The patients who enter clinical trials are pioneers, not only possibly extending their own lives but also helping unravel the mysteries of some of the most persistent diseases.
"It's a testament to the patients we have," says Harvey. "I'm lucky to be able to serve them, to get to know them, and to offer something they wouldn't be able to have otherwise."
Patients as teachers
Clinical trials today are the basis of nearly all new drugs and medical devices that gain FDA approval and come to market. Basic scientists often labor for years trying to find a new pathway, a new protein, or a new molecule to target to treat a disease. When an agent has proved promising in animals, investigators then evaluate it in humans.
With cancer, the drug discovery process is particularly challenging. Scientists now know about the vast complexities of cancer, the many subtypes within a broader field of cancer, and how cancer cells can and do mutate to avoid cell death.
"In most patients with cancer, there are many molecular drivers," says Harvey. "We don't have just a single protein or a single pathway. The challenge is in finding out in any given patient what the molecular drivers are—and that's just the first step. The next step is finding drugs that effectively inhibit those targets and are well tolerated." And Harvey adds, "that's with the understanding that resistance to these targets may arise."
Winship's phase 1 unit goes a long way toward gaining knowledge about whether certain therapeutic agents will be well tolerated. While researchers and clinicians are careful in using the word "cure," they all hope that the drugs being studied in phase 1 will lead to advances.
"We're looking for successful signals that will translate to a broader community of patients and clinicians," says Harvey.
Patients who decide to participate are brave, he notes, and the staff in the phase 1 unit do everything they can to support these pioneers.

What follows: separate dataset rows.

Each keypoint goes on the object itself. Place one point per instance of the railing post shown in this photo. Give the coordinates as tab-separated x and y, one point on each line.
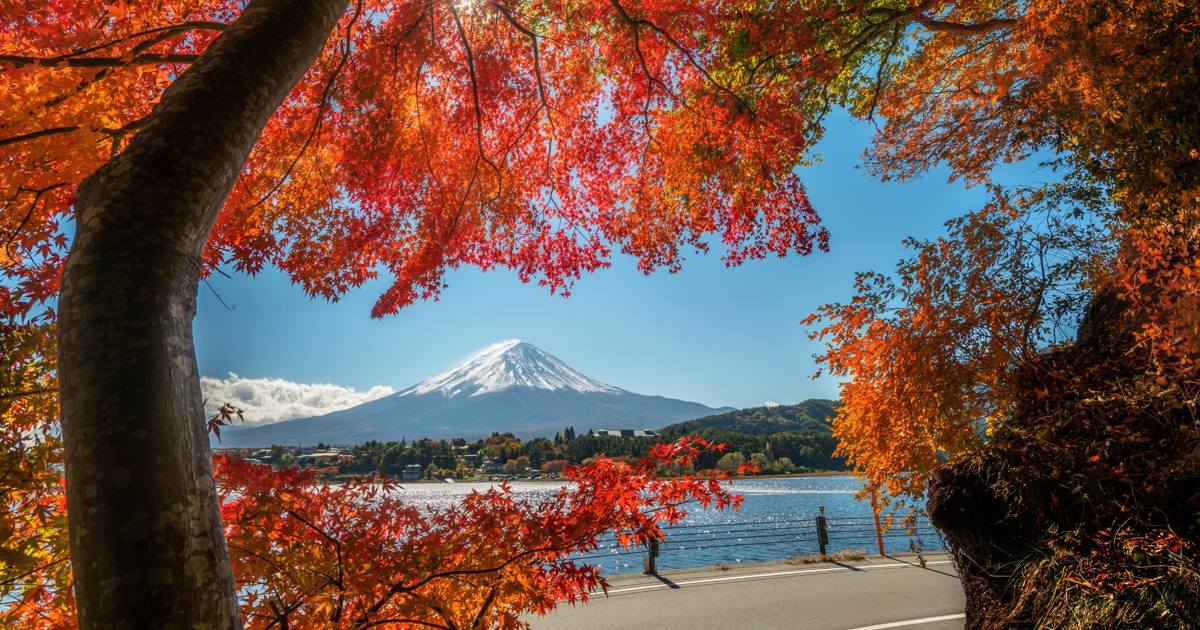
652	556
822	532
879	531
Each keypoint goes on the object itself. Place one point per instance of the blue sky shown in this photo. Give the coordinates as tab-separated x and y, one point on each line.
707	334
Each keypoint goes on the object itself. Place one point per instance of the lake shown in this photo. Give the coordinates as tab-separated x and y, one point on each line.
775	522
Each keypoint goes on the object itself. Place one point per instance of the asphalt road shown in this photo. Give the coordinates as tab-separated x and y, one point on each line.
873	594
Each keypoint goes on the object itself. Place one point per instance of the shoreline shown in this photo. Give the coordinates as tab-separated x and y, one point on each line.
551	480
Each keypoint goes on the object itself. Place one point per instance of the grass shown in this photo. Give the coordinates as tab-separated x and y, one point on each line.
841	556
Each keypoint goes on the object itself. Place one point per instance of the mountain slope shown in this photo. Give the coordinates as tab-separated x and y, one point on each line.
813	414
508	387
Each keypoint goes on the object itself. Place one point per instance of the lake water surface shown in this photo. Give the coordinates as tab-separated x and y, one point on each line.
775	522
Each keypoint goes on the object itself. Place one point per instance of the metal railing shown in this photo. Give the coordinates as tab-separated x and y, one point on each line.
820	535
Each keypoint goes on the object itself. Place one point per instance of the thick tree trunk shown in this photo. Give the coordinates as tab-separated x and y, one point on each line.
147	544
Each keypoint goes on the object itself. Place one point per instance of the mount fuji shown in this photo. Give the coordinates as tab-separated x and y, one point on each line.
511	385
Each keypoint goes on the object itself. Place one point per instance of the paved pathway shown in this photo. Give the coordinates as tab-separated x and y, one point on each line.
873	594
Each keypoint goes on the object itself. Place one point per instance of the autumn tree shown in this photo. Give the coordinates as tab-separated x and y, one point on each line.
1035	370
340	141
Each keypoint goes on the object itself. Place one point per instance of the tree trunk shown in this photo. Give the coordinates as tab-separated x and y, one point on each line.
147	544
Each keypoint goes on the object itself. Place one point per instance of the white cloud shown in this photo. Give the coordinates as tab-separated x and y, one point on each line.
270	400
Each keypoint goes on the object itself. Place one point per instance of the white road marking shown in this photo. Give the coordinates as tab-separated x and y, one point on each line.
773	574
912	622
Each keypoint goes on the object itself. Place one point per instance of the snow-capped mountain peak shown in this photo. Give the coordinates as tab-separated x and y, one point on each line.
509	364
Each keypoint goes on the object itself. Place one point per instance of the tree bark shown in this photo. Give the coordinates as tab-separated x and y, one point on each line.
147	543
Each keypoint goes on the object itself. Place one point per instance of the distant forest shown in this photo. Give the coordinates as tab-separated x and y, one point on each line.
793	438
813	414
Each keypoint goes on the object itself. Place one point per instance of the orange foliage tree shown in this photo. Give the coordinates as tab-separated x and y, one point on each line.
1033	371
337	141
359	555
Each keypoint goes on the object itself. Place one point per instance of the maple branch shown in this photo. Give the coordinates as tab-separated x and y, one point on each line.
977	28
27	393
166	33
29	213
35	135
18	61
683	51
315	132
537	55
483	610
474	93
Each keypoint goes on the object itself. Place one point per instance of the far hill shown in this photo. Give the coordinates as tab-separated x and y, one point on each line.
813	414
509	387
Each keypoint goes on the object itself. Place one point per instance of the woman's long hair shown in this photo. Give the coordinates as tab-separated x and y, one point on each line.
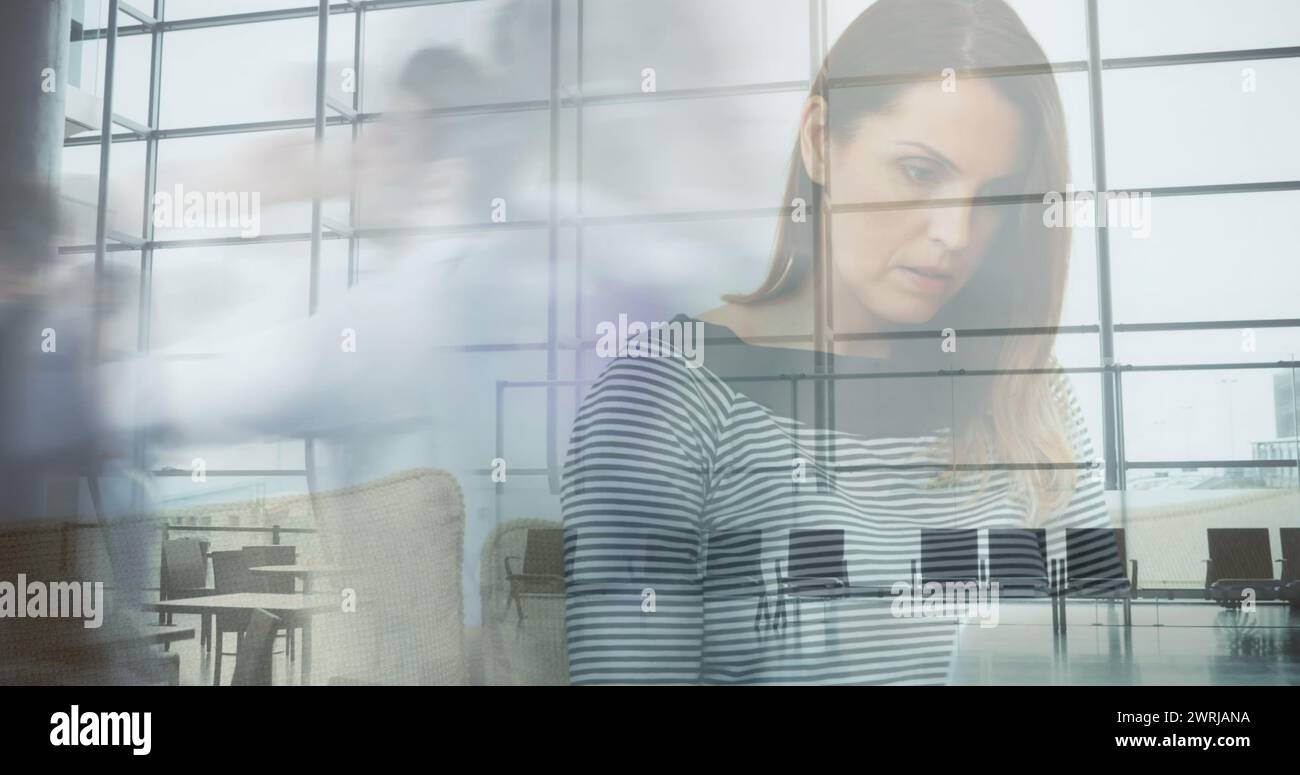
896	44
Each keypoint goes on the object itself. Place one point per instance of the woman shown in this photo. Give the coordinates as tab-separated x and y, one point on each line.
741	523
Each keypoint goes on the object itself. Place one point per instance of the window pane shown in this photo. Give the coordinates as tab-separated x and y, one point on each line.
1155	27
514	37
1252	345
272	78
206	295
1060	27
693	44
181	9
1209	258
268	199
1194	125
1201	415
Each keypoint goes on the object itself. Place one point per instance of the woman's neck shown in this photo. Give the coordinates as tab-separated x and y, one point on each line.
793	315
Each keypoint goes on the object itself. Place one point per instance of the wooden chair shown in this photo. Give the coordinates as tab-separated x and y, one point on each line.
183	572
252	657
542	567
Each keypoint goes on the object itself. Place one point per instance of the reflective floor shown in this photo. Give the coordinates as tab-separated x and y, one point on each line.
1177	643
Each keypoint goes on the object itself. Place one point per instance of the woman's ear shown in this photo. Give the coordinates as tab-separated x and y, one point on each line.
814	137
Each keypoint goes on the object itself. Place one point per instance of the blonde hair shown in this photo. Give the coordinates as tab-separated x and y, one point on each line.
1018	419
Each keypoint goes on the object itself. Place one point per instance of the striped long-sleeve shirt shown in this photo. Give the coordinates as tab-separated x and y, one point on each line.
716	533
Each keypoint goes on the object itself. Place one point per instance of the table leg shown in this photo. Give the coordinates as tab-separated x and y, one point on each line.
307	652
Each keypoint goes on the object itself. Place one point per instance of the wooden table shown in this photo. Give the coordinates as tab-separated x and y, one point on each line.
304	572
294	609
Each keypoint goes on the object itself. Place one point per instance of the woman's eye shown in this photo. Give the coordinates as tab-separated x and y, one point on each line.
918	170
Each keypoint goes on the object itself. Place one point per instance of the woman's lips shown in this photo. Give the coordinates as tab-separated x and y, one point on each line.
926	282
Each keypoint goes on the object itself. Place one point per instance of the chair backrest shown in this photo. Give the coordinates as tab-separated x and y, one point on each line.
520	653
1095	561
230	574
949	554
817	554
272	554
1239	553
1290	553
252	657
544	551
1017	555
735	561
183	564
401	541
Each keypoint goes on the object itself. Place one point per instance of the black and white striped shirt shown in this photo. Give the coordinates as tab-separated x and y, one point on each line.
696	499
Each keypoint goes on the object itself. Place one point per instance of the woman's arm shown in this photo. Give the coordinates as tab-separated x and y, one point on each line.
635	488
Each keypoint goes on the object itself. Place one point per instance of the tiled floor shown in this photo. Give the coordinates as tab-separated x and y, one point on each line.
1194	643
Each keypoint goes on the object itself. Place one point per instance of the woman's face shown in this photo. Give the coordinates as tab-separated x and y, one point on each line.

"We all get excited when they get good scans, and we're there for them when they don't get good ones," says Emory nurse Claudia Giddings, one of four full-time nurses in the unit. "We're together. We're a team. We're here to celebrate more birthdays."
Patient Martha Byrd of Canton, Ga., says that she chose to participate in a phase 1 trial to do just that—to celebrate more birthdays, not only her own but her grandchildren's too. Originally diagnosed with breast cancer, Byrd learned in further scans that she also had unrelated pancreatic cancer. The breast tumor responded to chemotherapy, but the cancer in her pancreas did not.
Byrd pondered enrolling in the phase 1 study for some time. "I am the type of person who will get a prescription and read the side effects and say ‘no,'" she says. There was another big concern—her job. Byrd needs to work 30 hours a week to maintain her insurance, and she worried about the side effects. Determined, she has worked out a way to keep her job and still receive treatment, with her boss allowing her to work from home on Wednesdays when side effects tend to be hardest for her to handle.
The thought of living to see her grandchildren graduate from high school inspired her, she says. "I've always had a lot of faith in my doctors," she says. "The people here are just incredible. They answer all our questions, and they take such good care of us."
The physicians and nurses conducting the phase 1 trials wouldn't consider doing anything less. They view their patients as heroic and take their own roles very seriously. "It's a tremendous responsibility," says Ramalingam, and Kaugh adds, "everyone here realizes that."
Giddings says that the patients inspire her to give her best every day. "They're resilient," she says. "I figure if they're that resilient, we're going to be there for them however we can."
Harvey, too, credits the patients for what they have taught him about courage and their experiences on the various drugs.
"I'm most grateful to them for the learning I've been able to do," Harvey says. "Without them, we're lost in the wilderness."